In a way, by answering many of these questions, the Iowa market has cleared the way for a “real” market like Nadex to enter the field. Nelson feels torn about this.
“From the very beginning, we thought this was such an obvious, such a natural thing, why haven’t the futures markets in Chicago been doing this thing all this time?” he asked. “We gave them five to10 years before they would catch on, and it would be offered by those ‘real exchanges in Chicago.’ The fact they haven’t is in one sense a surprise, and a bit of a disappointment. I have been really disappointed by that. On one hand, we’re theorists, but we’re also interested in seeing our theoretical work turn out in actual applications.”
On the other hand, though, Nelson says the academic in him wants to point out that there are still a lot of unanswered questions. Yes, the Iowa market has been running for 24 years. But that’s really just six presidential election cycles. That’s not enough data to really prove over time how accurate these markets are, and what ensures their accuracy.
Nadex, for its part, has made two primary arguments for why the market would be a good idea. It argues that political contracts would help retail investors control risk by hedging against their current positions (if, say, the oil company you invest in isn’t likely to benefit by Obama’s re-election, at least you’d make some money off that event if it happened).
The other argument — and Nadex cited the evidence of the Iowa Electronic Market in its announcement — is that such a market would provide the general public with more accurate information about an issue of enormous public importance than we’re currently getting from opinion polls.
Nelson is more swayed by the second argument. But the CFTC has also come back to the same question it originally asked the Iowa researchers: Is this in the public interest? More specifically, in Nadex’s case, would such a market create incentives to try to manipulate elections (above and beyond all the Super PAC and Citizen’s United-style juggling that already occurs)?

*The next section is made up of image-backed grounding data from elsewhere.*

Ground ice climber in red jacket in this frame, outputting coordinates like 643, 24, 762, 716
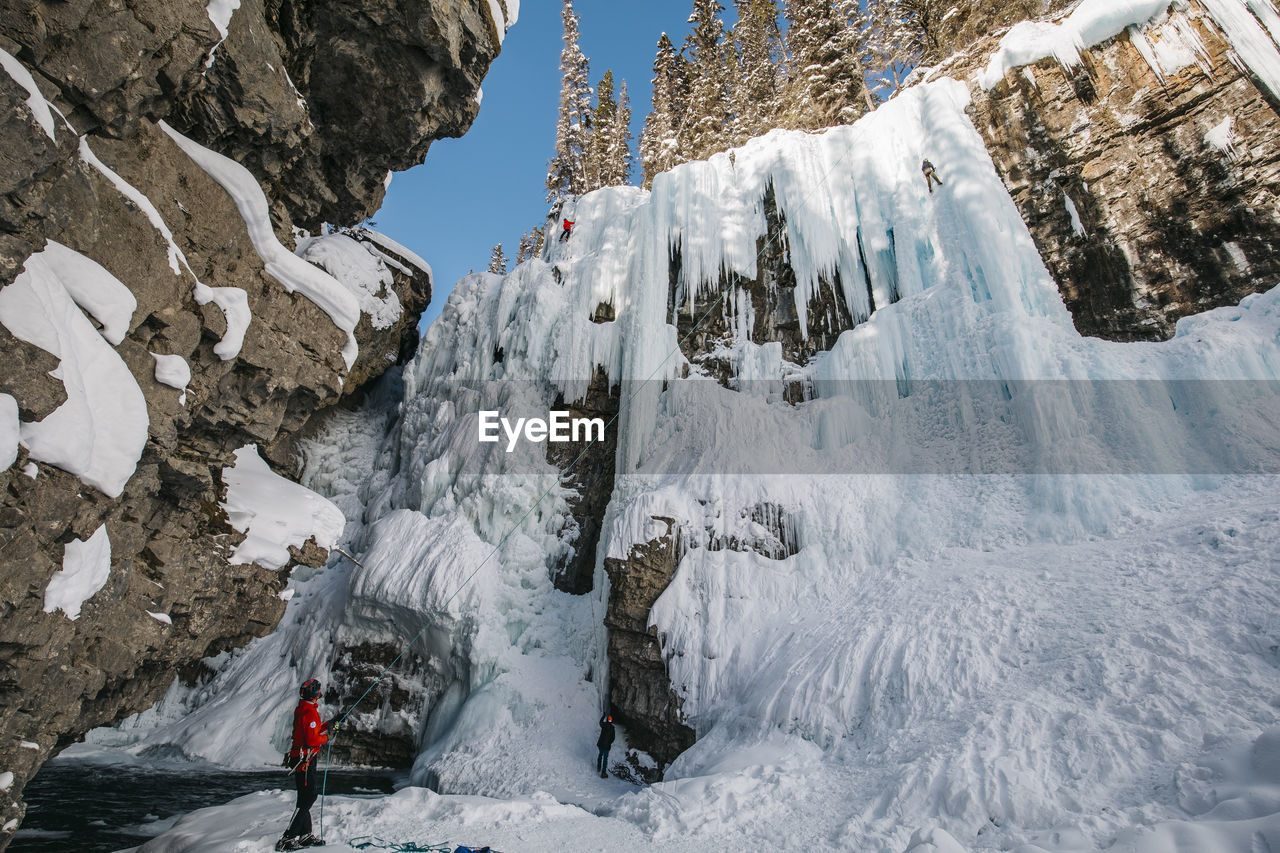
276, 678, 335, 851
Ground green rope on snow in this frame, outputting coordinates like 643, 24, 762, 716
347, 836, 456, 852
319, 737, 332, 839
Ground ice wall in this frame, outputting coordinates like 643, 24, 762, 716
99, 76, 1280, 852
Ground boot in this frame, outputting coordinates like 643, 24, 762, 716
276, 838, 303, 852
299, 834, 325, 847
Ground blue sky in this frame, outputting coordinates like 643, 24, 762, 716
373, 1, 713, 329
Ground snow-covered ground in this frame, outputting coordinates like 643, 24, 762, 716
105, 46, 1280, 853
129, 485, 1280, 852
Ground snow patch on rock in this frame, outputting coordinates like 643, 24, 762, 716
296, 231, 403, 330
1204, 115, 1242, 160
0, 47, 55, 140
0, 394, 17, 471
159, 120, 360, 369
980, 0, 1280, 94
0, 241, 147, 497
43, 525, 111, 620
204, 0, 242, 68
151, 353, 191, 405
220, 444, 345, 569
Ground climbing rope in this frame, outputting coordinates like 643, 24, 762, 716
348, 837, 466, 852
316, 137, 865, 838
348, 837, 498, 852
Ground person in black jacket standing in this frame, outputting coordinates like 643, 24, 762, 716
596, 714, 615, 778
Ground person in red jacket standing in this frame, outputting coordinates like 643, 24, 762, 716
276, 678, 334, 851
559, 218, 574, 242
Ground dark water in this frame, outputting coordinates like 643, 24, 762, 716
11, 761, 399, 852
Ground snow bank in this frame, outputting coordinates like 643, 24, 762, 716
0, 394, 17, 470
0, 241, 147, 497
43, 525, 111, 620
220, 444, 345, 569
0, 47, 55, 140
980, 0, 1171, 87
296, 231, 403, 330
980, 0, 1280, 95
133, 786, 659, 853
0, 771, 11, 792
357, 227, 433, 279
159, 121, 360, 369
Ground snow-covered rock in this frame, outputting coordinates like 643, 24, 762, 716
42, 526, 112, 621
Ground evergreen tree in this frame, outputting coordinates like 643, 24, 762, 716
488, 243, 508, 275
834, 0, 880, 115
729, 0, 785, 146
639, 33, 688, 188
607, 80, 634, 186
782, 0, 872, 130
546, 0, 594, 202
585, 70, 619, 191
516, 230, 535, 264
681, 0, 732, 160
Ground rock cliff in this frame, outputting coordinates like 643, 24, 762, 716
0, 0, 507, 842
940, 0, 1280, 339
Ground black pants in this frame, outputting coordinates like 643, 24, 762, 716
596, 747, 610, 773
285, 760, 318, 839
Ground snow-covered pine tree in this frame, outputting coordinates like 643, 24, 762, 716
865, 0, 1068, 97
782, 0, 872, 130
730, 0, 784, 146
834, 0, 880, 115
584, 69, 619, 192
680, 0, 732, 161
515, 230, 535, 264
488, 243, 508, 275
639, 33, 688, 188
546, 0, 594, 202
606, 80, 634, 187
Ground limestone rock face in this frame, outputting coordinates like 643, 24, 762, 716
602, 519, 696, 776
547, 367, 620, 596
0, 0, 505, 842
671, 182, 855, 387
947, 0, 1280, 339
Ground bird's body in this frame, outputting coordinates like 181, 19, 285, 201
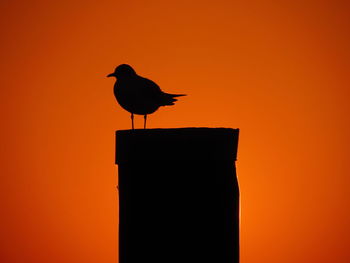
108, 64, 185, 129
115, 76, 174, 115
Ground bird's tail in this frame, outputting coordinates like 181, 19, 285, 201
162, 93, 186, 106
169, 93, 186, 97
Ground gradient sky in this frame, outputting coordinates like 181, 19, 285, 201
1, 0, 350, 262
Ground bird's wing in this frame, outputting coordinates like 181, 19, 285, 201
139, 77, 162, 91
137, 76, 185, 106
137, 77, 163, 100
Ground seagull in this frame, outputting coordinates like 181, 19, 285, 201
107, 64, 185, 129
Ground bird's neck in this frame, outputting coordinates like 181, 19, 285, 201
119, 75, 137, 82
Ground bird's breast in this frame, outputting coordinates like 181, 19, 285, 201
114, 83, 160, 115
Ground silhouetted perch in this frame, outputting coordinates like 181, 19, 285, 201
116, 128, 240, 263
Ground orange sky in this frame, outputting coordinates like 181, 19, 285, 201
1, 0, 350, 262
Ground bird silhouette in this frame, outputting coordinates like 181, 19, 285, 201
107, 64, 185, 129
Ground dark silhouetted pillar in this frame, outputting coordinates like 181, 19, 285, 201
116, 128, 239, 263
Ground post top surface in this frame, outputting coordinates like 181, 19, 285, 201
117, 127, 238, 135
116, 127, 239, 163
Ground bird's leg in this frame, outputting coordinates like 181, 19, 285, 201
144, 115, 147, 129
131, 113, 134, 130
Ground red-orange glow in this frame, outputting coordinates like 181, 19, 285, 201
1, 1, 350, 262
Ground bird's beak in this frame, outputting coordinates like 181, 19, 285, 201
107, 73, 115, 77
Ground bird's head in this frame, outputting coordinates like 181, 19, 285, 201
107, 64, 136, 78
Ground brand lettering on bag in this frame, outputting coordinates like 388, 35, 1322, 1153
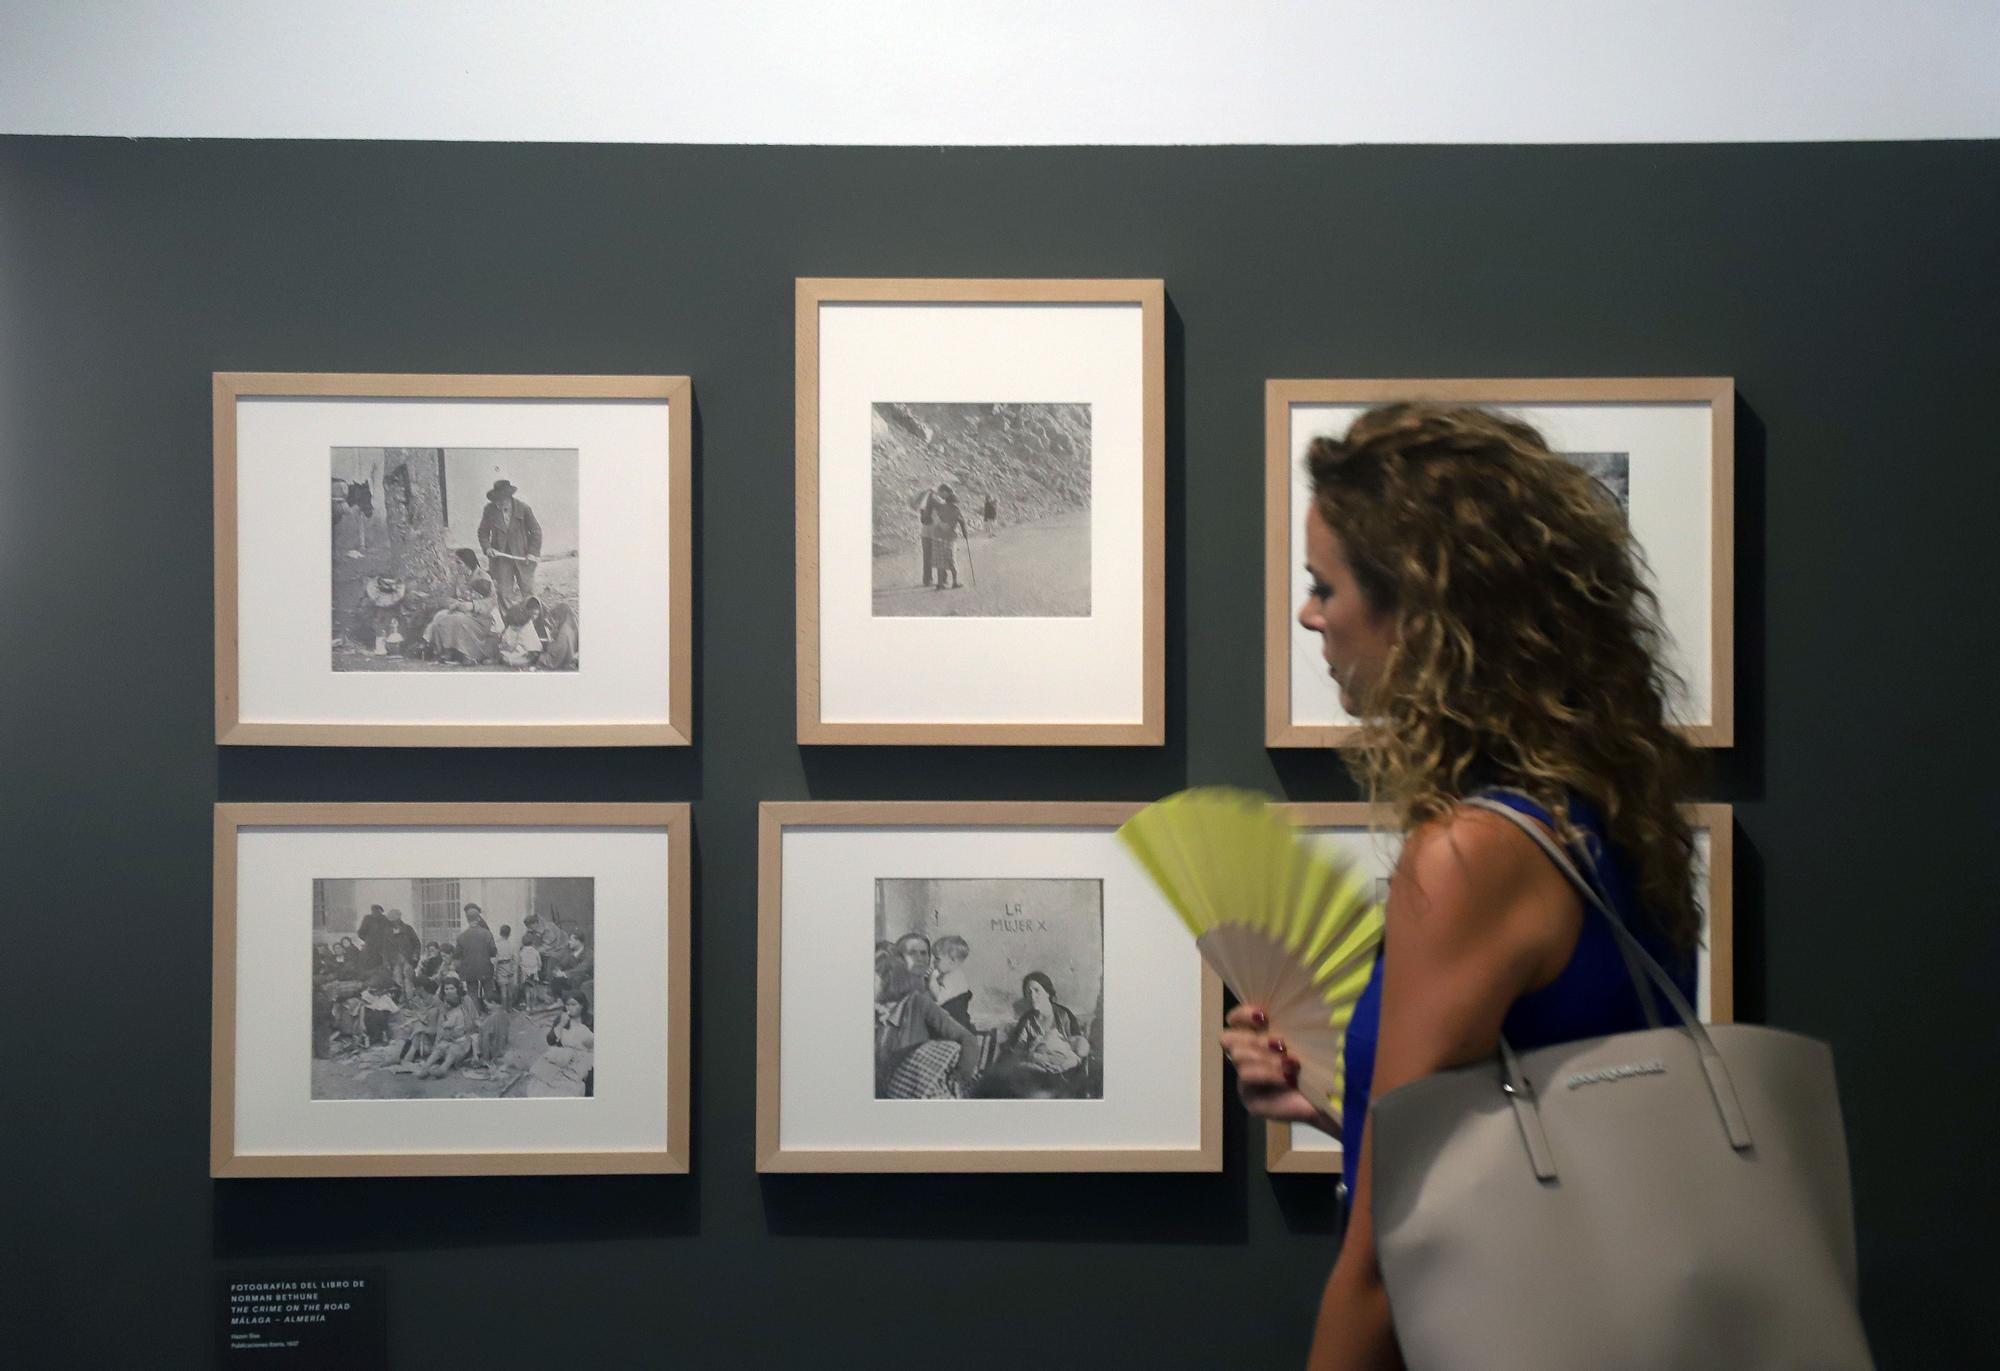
1564, 1060, 1666, 1090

The ability to guard against such manipulation largely lies in the design of the market. But everything Iowa has learned all these years doesn’t necessarily offer a perfect blueprint for how to scale up the concept to what Nadex has in mind.
“It’s relevant for the CFTC to ask precisely that question,” Nelson said. “Is this something that could be used to manipulate election outcomes? That’s an important question. I don’t have an answer for it.”